Nolan, tra i registi più audaci del cinema americano contemporaneo, si mette in gioco e attraverso il genere fantascientifico cerca di esplorare i confini dello spazio, ma soprattutto del tempo. Il confronto con il grande capolavoro di Stanley Kubrik 2001: Odissea nello spazio (USA-GB, 1968) appare inevitabile. Le atmosfere che questa pellicola richiama soprattutto quando la scena si svolge nello spazio sono molto vicine al capolavoro del 1968,  come il richiamo all’immensità e le grandi strutture aerospaziali che si librano nel vuoto cosmico. Interessante anche la presenza di TARS, chiaro omaggio del noto monolite protagonista di 2001, che pur essendo un robot, quindi del tutto privo di sentimenti, è l’unico “personaggio” che permette ai protagonisti alcune importanti riflessioni.

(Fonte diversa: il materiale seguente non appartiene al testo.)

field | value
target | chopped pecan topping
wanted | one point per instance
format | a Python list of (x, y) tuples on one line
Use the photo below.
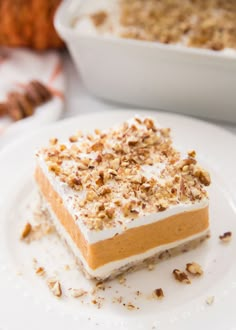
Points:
[(132, 170), (99, 18)]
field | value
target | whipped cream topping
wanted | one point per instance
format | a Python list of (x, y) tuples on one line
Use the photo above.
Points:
[(159, 186), (107, 269)]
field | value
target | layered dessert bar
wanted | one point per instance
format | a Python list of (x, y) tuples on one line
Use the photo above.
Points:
[(204, 24), (122, 197)]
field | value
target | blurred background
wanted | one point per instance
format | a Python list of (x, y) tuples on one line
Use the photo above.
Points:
[(97, 55)]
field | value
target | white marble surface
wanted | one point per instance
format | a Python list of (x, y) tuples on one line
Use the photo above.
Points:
[(79, 101)]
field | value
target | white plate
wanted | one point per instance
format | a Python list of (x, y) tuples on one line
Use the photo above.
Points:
[(27, 302)]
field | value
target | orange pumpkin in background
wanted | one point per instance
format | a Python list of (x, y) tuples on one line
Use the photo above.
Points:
[(29, 23)]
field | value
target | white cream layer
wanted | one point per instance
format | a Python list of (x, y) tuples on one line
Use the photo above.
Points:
[(84, 25), (106, 270), (70, 200)]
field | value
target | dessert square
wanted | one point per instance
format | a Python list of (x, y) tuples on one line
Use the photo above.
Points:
[(123, 197)]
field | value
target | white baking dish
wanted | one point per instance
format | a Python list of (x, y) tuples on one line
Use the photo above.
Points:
[(150, 74)]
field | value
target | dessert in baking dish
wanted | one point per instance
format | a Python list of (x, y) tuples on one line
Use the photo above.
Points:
[(29, 23), (122, 197), (205, 24)]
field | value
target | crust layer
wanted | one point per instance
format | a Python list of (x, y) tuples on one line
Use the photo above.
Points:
[(133, 241)]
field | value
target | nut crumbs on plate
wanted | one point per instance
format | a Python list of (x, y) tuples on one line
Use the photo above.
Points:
[(181, 276), (226, 237), (194, 268)]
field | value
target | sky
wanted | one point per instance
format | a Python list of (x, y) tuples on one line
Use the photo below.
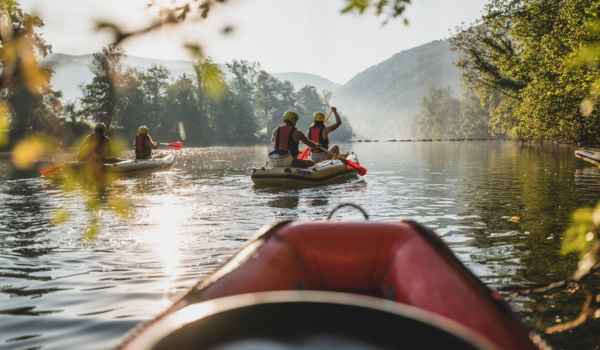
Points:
[(309, 36)]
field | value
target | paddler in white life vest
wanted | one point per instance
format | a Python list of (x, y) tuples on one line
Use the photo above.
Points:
[(143, 144), (288, 137), (318, 132), (95, 147)]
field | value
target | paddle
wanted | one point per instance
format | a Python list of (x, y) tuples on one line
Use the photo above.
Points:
[(350, 165), (173, 145), (51, 170), (306, 152)]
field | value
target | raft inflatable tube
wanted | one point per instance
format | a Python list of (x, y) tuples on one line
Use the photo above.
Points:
[(127, 166), (590, 155), (318, 173), (330, 284)]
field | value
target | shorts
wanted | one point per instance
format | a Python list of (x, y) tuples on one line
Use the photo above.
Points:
[(318, 157)]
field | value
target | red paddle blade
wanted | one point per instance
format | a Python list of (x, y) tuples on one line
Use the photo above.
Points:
[(51, 170), (304, 154), (354, 167), (176, 145)]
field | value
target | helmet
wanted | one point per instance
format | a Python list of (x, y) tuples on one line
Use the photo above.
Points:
[(100, 126), (143, 130), (319, 117), (291, 116)]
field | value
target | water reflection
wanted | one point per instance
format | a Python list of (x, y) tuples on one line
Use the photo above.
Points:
[(59, 289)]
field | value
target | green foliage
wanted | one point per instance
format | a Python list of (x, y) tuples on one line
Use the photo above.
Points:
[(101, 97), (582, 237), (29, 105), (533, 63)]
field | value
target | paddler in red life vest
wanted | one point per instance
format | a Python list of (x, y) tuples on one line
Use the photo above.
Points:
[(288, 137), (318, 132), (95, 147), (143, 144)]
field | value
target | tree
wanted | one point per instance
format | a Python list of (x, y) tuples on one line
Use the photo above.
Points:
[(100, 97), (439, 116), (524, 58), (272, 97), (182, 106), (243, 83), (24, 84), (473, 118), (154, 83)]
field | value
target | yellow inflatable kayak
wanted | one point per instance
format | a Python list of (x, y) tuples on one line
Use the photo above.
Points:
[(126, 166), (320, 173), (591, 155)]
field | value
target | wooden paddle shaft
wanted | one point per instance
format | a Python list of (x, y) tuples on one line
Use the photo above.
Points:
[(325, 122)]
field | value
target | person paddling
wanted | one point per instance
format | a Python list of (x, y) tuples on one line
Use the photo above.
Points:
[(95, 147), (318, 132), (143, 144), (288, 137)]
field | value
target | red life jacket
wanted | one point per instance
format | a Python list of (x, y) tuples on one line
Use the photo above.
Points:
[(142, 150), (285, 140), (316, 135)]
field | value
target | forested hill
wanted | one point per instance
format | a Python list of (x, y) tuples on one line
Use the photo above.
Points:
[(380, 101), (71, 70)]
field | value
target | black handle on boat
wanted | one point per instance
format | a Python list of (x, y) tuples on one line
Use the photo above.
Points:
[(348, 205)]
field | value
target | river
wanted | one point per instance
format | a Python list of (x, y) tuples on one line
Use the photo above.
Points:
[(81, 264)]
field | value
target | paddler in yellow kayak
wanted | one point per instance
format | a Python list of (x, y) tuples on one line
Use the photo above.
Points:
[(318, 132), (95, 147), (288, 137), (143, 144)]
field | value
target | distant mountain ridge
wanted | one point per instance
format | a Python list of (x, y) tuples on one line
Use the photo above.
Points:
[(380, 100), (302, 79), (71, 70)]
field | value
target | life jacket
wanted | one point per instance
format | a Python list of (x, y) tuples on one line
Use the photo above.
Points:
[(316, 135), (285, 140), (94, 147), (142, 150)]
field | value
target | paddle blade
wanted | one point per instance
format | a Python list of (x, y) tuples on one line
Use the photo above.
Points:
[(51, 170), (354, 167), (176, 145), (304, 154)]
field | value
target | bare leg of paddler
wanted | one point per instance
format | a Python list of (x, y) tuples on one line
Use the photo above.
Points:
[(335, 150)]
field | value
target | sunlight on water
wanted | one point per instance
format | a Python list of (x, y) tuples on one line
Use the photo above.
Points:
[(59, 289)]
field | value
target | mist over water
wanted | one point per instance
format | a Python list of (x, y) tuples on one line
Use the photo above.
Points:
[(62, 288)]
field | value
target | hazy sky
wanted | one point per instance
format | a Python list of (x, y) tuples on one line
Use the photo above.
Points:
[(308, 36)]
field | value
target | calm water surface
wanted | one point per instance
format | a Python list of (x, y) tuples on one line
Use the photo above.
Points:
[(121, 251)]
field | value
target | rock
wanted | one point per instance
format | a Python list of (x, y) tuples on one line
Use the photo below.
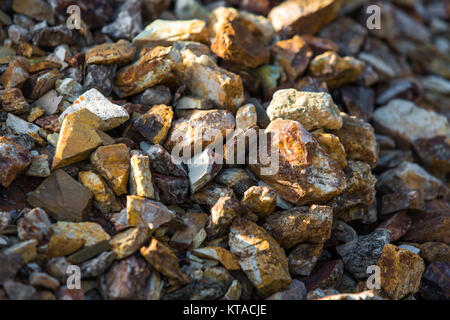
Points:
[(435, 284), (35, 225), (301, 16), (41, 279), (222, 215), (225, 257), (295, 291), (435, 251), (113, 164), (111, 115), (415, 122), (62, 197), (235, 43), (25, 249), (141, 177), (155, 124), (198, 129), (401, 271), (97, 266), (303, 258), (335, 70), (398, 225), (77, 138), (260, 200), (126, 279), (409, 176), (293, 55), (332, 146), (312, 177), (165, 32), (222, 87), (147, 213), (261, 258), (162, 258), (129, 241), (300, 224), (358, 254), (202, 169), (12, 100), (14, 159), (90, 232), (405, 200), (312, 109), (148, 71)]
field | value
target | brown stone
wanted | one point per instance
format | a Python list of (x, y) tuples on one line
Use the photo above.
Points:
[(113, 164), (62, 197), (401, 271)]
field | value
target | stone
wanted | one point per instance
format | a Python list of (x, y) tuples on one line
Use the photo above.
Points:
[(303, 258), (162, 258), (111, 115), (303, 16), (406, 122), (126, 243), (165, 32), (25, 249), (225, 257), (335, 70), (260, 200), (401, 271), (312, 109), (293, 55), (224, 211), (104, 198), (398, 225), (126, 279), (147, 213), (62, 197), (141, 177), (97, 266), (205, 79), (300, 224), (397, 201), (332, 146), (197, 129), (77, 138), (12, 100), (202, 168), (364, 251), (435, 251), (91, 232), (148, 71), (408, 176), (312, 177), (113, 164), (35, 224), (14, 159), (155, 124), (235, 43)]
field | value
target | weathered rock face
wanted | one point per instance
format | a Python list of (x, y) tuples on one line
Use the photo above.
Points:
[(401, 271), (205, 79), (306, 173), (113, 164), (14, 159), (149, 70), (300, 224), (261, 257), (62, 197), (312, 109), (406, 122), (303, 16)]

Un altro elemento che colpisce è il silenzio, quasi assordante, dello spazio che avvolge lo spettatore. Quando ci si trova in una sala cinematografica, circondati dalle più avanzate tecnologie audio e si passa dall’assordante rumore al vuoto silenzio, la suggestione arriva ad altissimi livelli. Anche il tempo perde i suoi punti di riferimento e come i protagonisti, la sua relatività disorienta il pubblico che non sa più “quando” si trova. Passato, presente e futuro si mescolano, i percorsi di vita si dividono prendendo binari paralleli. Le leggi della fisica sono messe in discussione, l’uomo si trova solo nell’immensità, sovrastato da enormi onde e ghiacciai senza fine e soprattutto da qualcosa che appare più grande di lui. L’essere umano però riserva mille sorprese e Nolan sfrutta al massimo il montaggio parallelo per rappresentare il contatto tra chi si trova in mezzo all’infinito e il nulla e  chi sulla Terra cerca di sopravvivere. Al di là delle lamiere dell’ Endurance (la navicella spaziale), esiste solo ciò che può uccidere l’uomo e allo stesso tempo sulla Terra gli abitanti stanno morendo per quello che si trova al di qua dell’atmosfera. In un caso o nell’altro i protagonisti sono in trappola. L’uomo e la scienza dovranno fare i conti con forze più potenti, non quantificabili, inspiegabili e starà alla sua forza di volontà credere che una soluzione sia possibili nonostante tutto.

La fotografia, curata dall’olandese Hoyte Van Hotyte, presenta passaggi cromatici che vanno dal giallo senape delle deserte coltivazioni assediate dalle tempeste di sabbia sulla Terra, al freddo bianco-ghiaccio dello spazio, il tutto accompagnato dalla suggestiva colonna sonora dell’ormai celebre Hans Zimmer, che  durante le scene che si svolgono nello spazio intervalla intensi silenzi a sinfonie solenni. Un viaggio nel relativo futuro e un’immagine dell’uomo alle prese con se stesso e la sua sopravvivenza. Non un banale film sulle catastrofi naturali che si abbattono sul nostro pianeta come Hollywood ci ha abituati a vedere, perché è chiaro che “l’umanità è nata sulla Terra, ma non è destinata a morirci”. Questa è una pellicola che permette spunti di riflessioni sulle domande che hanno perseguitato l’uomo per millenni  e tra queste  la più insondabile “L’uomo è solo in questo universo?”.